By R.J. Smiley
Playing golf on the bay side of the peninsula between Destin and Panama City Beach at Sandestin Resort can be a study in the migratory birds that winter along the Gulf.
The Links Course at Sandestin is, in reality, a water hazard with a few golf holes sprinkled in. With five holes of the course running adjacent to the huge brackish bay that empties into the Gulf at Destin, the Links Course has the feel of a true links course. Much of the fill used to create this fine golf course and substructure for the many townhomes was mined from the sugar sand that forms the long finger of land that stretches from Destin on the west to Panama City Beach to the east. During the construction and dredging, a series of connected lakes and ponds were also created. These inland holes feel much like a Minnesota golf course would, if the swamps and marshes were dredged to the edge of the fairways.
On a beautiful sunny fall day this past October we were playing the Links Course at Sandestin. We first noticed the pelicans in the distance, as we were putting out on the 6th green. Only the 9th fairway separates the 6th green from the bay. The baitfish were plentiful and the redfish were there in mass. As my birdie putt stopped inches short on this monster hole a squadron of pelicans dive bombed the water only 20 feet from the 9th green. “Wow,” Laura said. “I hope they are still doing that when we get to that green.”
We were just ready to hit our, over the lake, approach shots at the 7th when two pelicans, that left the main flock, did twin aerial assaults on the unknowing fish in the lake below. “I don’t know whether to play golf or just watch the pelican parade,” Bev laughed.
Safely onto the short grass on the short, but water guarded on both sides, 8th fairway, I had to back away from my approach shot twice. The pelicans behind the green were on a full out assault on the mid-afternoon snack in the waters below. This scene continued as we played the entire length of the par-5 9th. On the green, the pelicans had settled onto the water and were searching in earnest for more food. Occasionally they would charge, wings flapping, and make a short dive gulping baitfish.
We took a short break from golf and bird watching at the turn. But on the 10th tee there was a new character to photograph as a stunning white egret stood rock solid searching for food as we played our tee shots. We laughed, because the egret should have joined the pelicans on the bay side for some easy pickings.
The pelicans were a no-show on holes 10, 11 and12, inland holes, water on 10, but 11 and 12 are dry. On the spectacular 13th hole, the pelicans were circling high but not feeding. Our attention was drawn to the huge yachts that filled the Bay Town harbor. Bay Town is an entertainment center and hotel on the bay side of Sandestin. Sandestin is truly a wonderful resort we all commented.
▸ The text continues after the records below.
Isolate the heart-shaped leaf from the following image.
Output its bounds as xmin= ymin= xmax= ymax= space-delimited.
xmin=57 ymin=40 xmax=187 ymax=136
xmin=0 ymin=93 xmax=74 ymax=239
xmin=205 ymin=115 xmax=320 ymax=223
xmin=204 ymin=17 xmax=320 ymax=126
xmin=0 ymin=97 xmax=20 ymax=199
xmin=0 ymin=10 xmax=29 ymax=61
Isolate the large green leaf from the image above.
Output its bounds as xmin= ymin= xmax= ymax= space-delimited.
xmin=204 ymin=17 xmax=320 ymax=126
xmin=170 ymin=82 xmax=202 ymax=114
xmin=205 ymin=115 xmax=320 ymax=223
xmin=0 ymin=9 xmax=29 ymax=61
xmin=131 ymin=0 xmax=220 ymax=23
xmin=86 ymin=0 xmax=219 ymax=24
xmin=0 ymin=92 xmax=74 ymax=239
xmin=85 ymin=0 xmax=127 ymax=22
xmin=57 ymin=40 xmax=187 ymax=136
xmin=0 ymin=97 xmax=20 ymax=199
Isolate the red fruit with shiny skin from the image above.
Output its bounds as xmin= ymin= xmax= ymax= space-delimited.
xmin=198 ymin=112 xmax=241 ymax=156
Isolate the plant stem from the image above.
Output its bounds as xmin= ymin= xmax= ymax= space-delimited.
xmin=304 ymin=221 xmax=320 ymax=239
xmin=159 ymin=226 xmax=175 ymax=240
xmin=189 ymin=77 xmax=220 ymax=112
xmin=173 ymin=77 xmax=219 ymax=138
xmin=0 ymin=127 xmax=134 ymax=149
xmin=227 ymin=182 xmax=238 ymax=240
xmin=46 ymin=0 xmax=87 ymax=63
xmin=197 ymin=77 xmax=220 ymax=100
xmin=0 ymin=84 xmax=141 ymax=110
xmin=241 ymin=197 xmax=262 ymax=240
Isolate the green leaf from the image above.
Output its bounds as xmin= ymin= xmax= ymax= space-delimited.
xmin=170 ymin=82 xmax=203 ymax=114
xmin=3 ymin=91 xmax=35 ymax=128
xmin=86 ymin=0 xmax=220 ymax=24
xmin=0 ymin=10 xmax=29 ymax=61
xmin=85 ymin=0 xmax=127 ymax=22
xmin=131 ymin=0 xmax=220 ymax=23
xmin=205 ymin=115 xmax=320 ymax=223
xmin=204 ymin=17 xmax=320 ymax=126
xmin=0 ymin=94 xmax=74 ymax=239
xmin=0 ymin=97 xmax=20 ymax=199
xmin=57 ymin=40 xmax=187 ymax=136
The 13th is the toughest hole on the golf course because it is a full three shot par-5 with no bailout on either side. The hole is guarded by the bay on the right, and a lake running the full length of the hole on the left. Even if you have only 100 yards for your third, the shot will terrify the bravest golfer. The green is situated between the lake and the bay, but is only about 10 yards wide and 50 yards deep. As if we needed more distraction the pelicans were at it again. I hit a little knock down 9-iron to about 10 feet and thought to myself, “Those pelicans did not bother me.”
The pelicans were not as active on the bay side 14th and were non-existent on 15, 16, 17 and 18. The sun was growing low in the afternoon sky as we sat sipping a cold beer on the clubhouse terrace. The scorecard was being scrutinized with only a few comments and a lesson on rules violations.
Then without warning and totally silent an endless parade of pelicans glided past. I had time to find my iPhone, open the camera and snap several shots as these graceful creatures with their wings set and rode the updraft off the bay in perfect formation.
One birdie, seven bogies and an X. Endless pelican watching during the round and two Grayton Beach IPAs. Not a bad way to spend the day.